Thompsons solicitors have also issued advice on the furlough scheme, in which they share the interpretation summarised above – i.e. that the furlough can and should be used to retain staff, including those on fixed-term contracts (whose contracts can be extended during the lockdown, to avoid FTC staff being pushed into a labour market which simply doesn’t exist).

Thompsons say:

Fixed term workers are also eligible to be furloughed if they were on the employer’s PAYE system on or before 28 February but only up until the end of the fixed term period. The government has confirmed, however, that a fixed term contract that was due to come to an end during the period of furlough leave can be extended or renewed.”

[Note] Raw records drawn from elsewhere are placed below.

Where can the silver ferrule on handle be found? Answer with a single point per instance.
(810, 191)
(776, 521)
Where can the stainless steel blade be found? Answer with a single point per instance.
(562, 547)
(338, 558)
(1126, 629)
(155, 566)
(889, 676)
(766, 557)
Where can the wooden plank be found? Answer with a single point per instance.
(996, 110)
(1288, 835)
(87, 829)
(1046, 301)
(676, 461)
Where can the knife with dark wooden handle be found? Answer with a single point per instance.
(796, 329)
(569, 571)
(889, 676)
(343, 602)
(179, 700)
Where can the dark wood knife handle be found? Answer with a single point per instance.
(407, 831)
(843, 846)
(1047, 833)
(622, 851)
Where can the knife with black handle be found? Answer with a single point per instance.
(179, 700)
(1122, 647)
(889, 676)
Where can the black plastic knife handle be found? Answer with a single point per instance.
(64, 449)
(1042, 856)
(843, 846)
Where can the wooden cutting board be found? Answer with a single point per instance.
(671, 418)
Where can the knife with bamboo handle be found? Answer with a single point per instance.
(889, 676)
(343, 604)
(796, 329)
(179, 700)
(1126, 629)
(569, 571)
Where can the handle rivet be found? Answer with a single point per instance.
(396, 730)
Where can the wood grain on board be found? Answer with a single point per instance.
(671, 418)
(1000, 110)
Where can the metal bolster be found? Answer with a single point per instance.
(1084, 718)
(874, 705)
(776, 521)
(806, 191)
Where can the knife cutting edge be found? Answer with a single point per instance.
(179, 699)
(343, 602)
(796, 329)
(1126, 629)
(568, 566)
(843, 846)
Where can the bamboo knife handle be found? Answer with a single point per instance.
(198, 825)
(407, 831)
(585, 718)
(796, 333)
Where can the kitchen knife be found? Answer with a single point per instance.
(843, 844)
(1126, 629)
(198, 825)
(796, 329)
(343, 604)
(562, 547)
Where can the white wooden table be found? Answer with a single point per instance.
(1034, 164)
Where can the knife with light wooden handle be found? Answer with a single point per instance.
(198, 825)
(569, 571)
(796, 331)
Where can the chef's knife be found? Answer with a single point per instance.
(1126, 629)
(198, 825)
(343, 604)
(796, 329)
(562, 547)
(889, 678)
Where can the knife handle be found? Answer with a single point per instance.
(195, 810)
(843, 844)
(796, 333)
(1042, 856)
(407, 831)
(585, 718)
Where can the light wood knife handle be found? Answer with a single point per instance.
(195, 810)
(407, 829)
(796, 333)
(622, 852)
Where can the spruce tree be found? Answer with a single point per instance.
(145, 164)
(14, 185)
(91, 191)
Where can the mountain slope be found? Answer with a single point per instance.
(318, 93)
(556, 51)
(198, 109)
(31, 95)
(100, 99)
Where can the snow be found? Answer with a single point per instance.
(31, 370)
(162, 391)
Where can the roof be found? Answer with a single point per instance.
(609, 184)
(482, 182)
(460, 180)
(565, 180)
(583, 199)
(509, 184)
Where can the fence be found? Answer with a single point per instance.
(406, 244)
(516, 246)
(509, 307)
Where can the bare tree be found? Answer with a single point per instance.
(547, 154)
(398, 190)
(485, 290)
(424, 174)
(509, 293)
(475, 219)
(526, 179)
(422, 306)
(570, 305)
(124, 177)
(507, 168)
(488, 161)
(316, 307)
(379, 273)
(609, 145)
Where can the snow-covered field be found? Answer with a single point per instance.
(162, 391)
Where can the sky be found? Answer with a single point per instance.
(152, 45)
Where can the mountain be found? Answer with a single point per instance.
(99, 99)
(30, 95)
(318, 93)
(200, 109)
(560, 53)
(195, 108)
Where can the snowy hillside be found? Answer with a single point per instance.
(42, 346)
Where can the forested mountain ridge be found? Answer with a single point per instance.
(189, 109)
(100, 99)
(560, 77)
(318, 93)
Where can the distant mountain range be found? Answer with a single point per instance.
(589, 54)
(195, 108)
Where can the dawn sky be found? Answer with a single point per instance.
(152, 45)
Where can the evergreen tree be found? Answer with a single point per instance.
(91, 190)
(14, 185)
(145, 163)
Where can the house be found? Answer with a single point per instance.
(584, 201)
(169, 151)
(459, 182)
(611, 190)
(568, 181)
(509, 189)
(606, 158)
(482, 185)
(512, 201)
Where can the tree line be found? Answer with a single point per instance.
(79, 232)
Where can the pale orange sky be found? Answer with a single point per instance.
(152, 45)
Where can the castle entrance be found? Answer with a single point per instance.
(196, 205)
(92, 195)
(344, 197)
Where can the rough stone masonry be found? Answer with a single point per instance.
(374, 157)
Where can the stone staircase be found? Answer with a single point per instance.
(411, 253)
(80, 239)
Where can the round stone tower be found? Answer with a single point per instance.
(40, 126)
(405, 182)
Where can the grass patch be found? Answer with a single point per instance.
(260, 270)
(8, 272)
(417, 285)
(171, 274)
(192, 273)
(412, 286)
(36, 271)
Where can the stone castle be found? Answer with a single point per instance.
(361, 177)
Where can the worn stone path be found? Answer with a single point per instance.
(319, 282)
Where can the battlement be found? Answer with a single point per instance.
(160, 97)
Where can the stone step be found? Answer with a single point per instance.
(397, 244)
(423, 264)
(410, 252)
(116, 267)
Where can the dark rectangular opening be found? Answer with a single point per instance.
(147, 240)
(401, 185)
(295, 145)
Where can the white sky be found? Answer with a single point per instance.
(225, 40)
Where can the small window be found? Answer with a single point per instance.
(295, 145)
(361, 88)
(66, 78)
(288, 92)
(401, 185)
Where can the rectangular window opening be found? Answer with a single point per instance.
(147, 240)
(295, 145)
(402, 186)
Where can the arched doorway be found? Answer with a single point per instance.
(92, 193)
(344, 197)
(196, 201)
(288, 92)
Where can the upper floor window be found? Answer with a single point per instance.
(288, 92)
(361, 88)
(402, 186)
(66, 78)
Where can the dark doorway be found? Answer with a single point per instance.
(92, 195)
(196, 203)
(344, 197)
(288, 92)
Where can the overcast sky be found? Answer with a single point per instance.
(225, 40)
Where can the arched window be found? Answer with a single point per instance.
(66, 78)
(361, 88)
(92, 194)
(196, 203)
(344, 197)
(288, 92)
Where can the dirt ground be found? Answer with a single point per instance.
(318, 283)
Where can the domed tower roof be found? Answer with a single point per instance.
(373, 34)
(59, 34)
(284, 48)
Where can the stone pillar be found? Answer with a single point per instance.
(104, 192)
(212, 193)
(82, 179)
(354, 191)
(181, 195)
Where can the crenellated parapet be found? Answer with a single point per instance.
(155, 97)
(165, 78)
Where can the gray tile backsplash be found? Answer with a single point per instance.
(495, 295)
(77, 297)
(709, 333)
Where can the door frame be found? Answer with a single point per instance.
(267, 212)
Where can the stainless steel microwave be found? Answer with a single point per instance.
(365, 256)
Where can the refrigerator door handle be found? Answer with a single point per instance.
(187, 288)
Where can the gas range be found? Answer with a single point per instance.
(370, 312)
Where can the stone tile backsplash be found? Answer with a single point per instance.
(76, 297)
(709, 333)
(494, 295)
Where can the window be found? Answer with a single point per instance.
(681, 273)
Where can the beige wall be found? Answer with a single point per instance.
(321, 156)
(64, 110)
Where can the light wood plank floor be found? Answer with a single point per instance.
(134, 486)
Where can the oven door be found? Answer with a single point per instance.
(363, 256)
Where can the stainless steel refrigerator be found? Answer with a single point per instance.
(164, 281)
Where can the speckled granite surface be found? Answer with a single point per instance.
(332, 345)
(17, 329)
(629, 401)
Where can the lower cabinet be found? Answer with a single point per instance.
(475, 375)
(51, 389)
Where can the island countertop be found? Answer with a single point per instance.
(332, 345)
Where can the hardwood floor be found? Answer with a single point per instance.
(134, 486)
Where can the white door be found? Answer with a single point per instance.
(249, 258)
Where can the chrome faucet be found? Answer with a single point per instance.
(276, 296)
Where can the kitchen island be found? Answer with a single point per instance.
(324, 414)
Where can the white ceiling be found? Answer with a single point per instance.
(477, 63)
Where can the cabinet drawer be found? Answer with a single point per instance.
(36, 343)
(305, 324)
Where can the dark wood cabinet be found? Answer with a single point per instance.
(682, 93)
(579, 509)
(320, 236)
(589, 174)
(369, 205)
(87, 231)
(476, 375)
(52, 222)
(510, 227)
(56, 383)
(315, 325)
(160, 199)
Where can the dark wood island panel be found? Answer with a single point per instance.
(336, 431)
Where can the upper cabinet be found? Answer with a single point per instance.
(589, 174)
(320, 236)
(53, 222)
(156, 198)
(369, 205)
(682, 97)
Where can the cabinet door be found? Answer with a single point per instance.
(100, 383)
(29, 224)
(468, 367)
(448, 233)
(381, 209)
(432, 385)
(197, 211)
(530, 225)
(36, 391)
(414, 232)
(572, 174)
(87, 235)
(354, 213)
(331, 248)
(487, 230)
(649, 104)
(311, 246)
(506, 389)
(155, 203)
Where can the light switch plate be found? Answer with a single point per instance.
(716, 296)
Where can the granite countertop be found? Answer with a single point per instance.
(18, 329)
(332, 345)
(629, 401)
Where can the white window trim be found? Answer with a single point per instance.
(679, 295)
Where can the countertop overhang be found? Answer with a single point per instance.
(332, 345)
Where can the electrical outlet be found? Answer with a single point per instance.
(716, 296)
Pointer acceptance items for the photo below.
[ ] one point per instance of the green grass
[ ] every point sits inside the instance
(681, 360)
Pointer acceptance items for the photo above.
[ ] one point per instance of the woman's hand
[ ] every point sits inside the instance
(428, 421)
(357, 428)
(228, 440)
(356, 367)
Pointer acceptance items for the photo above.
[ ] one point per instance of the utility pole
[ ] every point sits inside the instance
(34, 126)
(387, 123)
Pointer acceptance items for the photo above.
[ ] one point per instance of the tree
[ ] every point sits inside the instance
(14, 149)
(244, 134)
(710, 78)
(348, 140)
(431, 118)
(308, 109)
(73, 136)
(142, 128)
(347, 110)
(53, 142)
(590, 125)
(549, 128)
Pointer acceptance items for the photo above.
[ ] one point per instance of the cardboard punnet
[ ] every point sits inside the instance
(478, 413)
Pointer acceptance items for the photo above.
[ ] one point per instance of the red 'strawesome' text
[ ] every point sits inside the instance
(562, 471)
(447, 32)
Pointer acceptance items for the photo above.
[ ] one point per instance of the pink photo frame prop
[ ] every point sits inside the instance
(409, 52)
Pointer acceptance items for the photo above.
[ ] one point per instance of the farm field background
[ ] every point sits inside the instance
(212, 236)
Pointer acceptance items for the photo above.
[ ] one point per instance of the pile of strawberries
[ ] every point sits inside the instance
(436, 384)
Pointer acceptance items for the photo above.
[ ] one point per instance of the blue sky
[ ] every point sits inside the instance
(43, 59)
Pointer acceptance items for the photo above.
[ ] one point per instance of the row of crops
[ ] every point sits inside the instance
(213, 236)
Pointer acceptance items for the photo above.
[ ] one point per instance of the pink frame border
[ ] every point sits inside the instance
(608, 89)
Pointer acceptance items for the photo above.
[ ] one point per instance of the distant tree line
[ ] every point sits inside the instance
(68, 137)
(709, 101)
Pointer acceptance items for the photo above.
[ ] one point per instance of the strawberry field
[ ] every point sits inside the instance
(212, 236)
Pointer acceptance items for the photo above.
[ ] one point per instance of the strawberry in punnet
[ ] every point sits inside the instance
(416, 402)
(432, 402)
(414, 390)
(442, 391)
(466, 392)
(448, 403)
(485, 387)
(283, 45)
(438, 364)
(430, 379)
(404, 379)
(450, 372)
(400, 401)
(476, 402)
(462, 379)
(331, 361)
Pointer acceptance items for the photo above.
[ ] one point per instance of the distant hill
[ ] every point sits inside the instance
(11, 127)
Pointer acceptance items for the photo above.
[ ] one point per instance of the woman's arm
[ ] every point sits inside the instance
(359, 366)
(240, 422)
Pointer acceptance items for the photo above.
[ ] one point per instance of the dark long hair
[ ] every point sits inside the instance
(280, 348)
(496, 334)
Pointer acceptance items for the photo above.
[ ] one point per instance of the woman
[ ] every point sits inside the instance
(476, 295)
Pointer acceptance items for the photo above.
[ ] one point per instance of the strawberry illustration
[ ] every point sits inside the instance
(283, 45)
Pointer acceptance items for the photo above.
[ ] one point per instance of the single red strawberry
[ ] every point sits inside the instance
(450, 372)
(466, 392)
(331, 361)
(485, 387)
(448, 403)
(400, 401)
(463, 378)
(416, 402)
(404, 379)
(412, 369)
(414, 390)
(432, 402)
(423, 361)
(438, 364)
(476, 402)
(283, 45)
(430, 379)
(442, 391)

We have also confirmed that HE providers can access the Coronavirus Job Retention Scheme (CJRS) to safeguard staff jobs. This includes access to support for those staff with short term or hourly paid contracts (source: government support package for HEIs and students).

In sum, the correct, fair, and inclusive way in which the University should deal with staff on fixed-term contracts whose contracts are due to expire during the lockdown period is as follows:

  • To extend the contract of those staff;
  • To re-extend that contract, should that become necessary and should the Government job retention scheme remain in place;
  • To pay at least 80% of wages to those staff, and ideally to top it up to 100%, as the University has already agreed to do for all staff who are furloughed;
  • To guarantee that no staff on fixed-term contracts will have their contracts ended during the lockdown period whilst the University is being supported by the Government’s job retention scheme.